How to serve duck liver pate?

You can serve duck liver pâté in a number of various ways, such as spreading it on crackers, bread, or toast. You can also use it as an appetizer. Here are some common ways to enjoy duck liver pâté:

Spread on Toast or Bread

One of the most classic ways to serve duck liver pâté is by spreading it on slices of toasted baguette, crusty bread, or crackers.

Garnish with Fresh Herbs

Sprinkle some fresh chopped herbs, such as parsley or chives, over the top of the pâté for added freshness and color.

Serve with Cornichons or Pickles

Accompany the pâté with small, tangy pickles like cornichons. The acidity and crunch of the pickles complement the rich and creamy texture of the pâté.

Create a Charcuterie Board

Include the duck liver pâté as part of a charcuterie board alongside other cured meats, cheeses, olives, and fruits. This makes for a visually appealing and diverse tasting experience.

Drizzle with Port Wine Reduction

Create a simple port wine reduction by simmering port wine until it thickens slightly.
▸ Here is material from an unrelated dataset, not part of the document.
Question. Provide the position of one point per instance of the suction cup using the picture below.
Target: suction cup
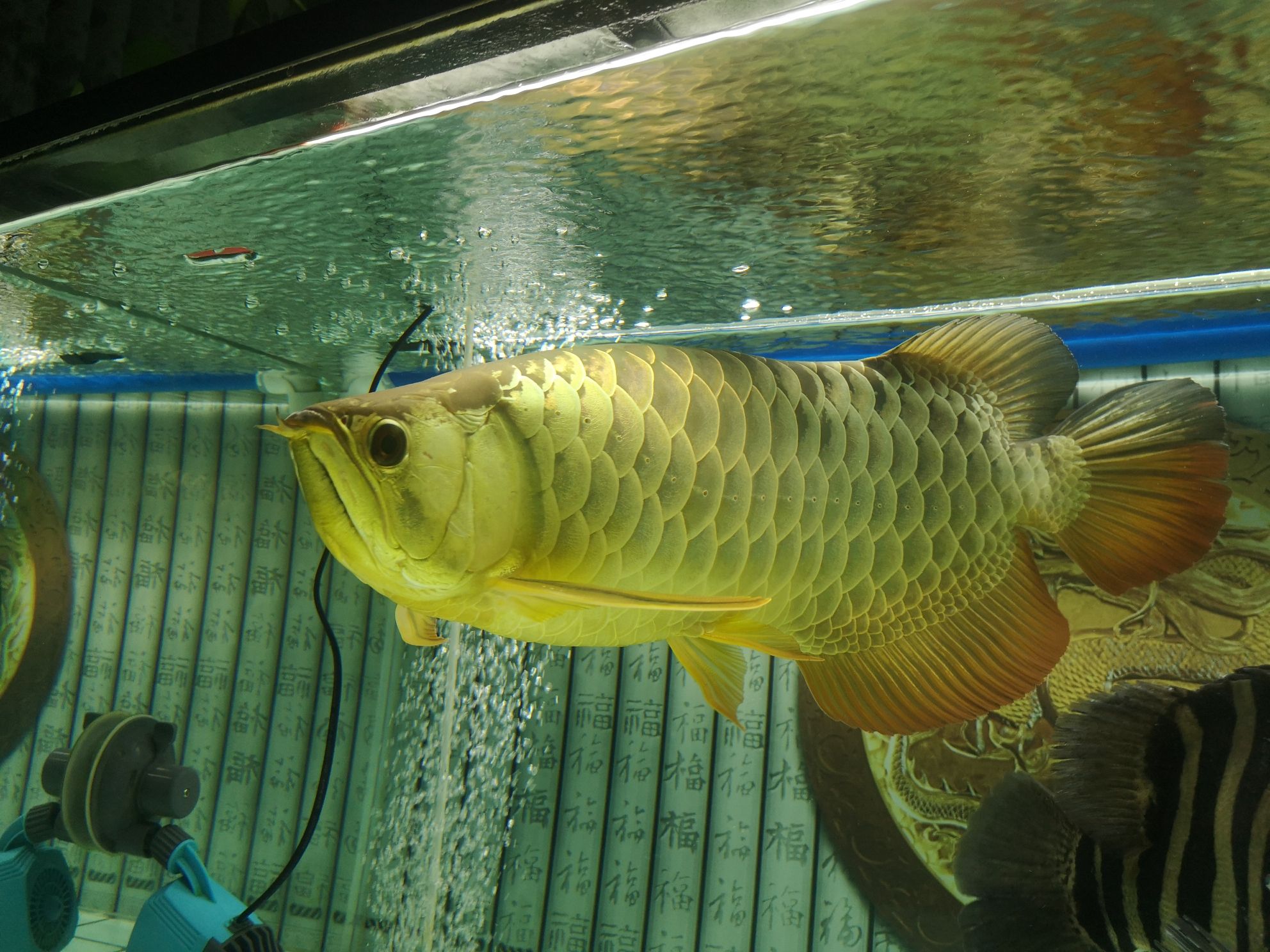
(118, 780)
Then, drizzle a small amount over the pâté for a touch of sweetness that pairs well with the richness of the liver.

Serve alongside one of our savory jams and sauces

You can serve the pâté alongside red wine jelly, plum mostarda or concord grape mostarda sauce or blackberry conserva. The fruity sweetness contrasts nicely with the savory pâté.

Garnish with Microgreens

Another creative way to serve your pate is to sprinkle it with a handful of fresh microgreens or arugula for a burst of color and a hint of peppery flavor.

Use as a Canapé Filling

Create elegant canapés by spreading the duck liver pâté on small crackers or sliced cucumber rounds. Top with a small garnish like a slice of radish or a fresh herb.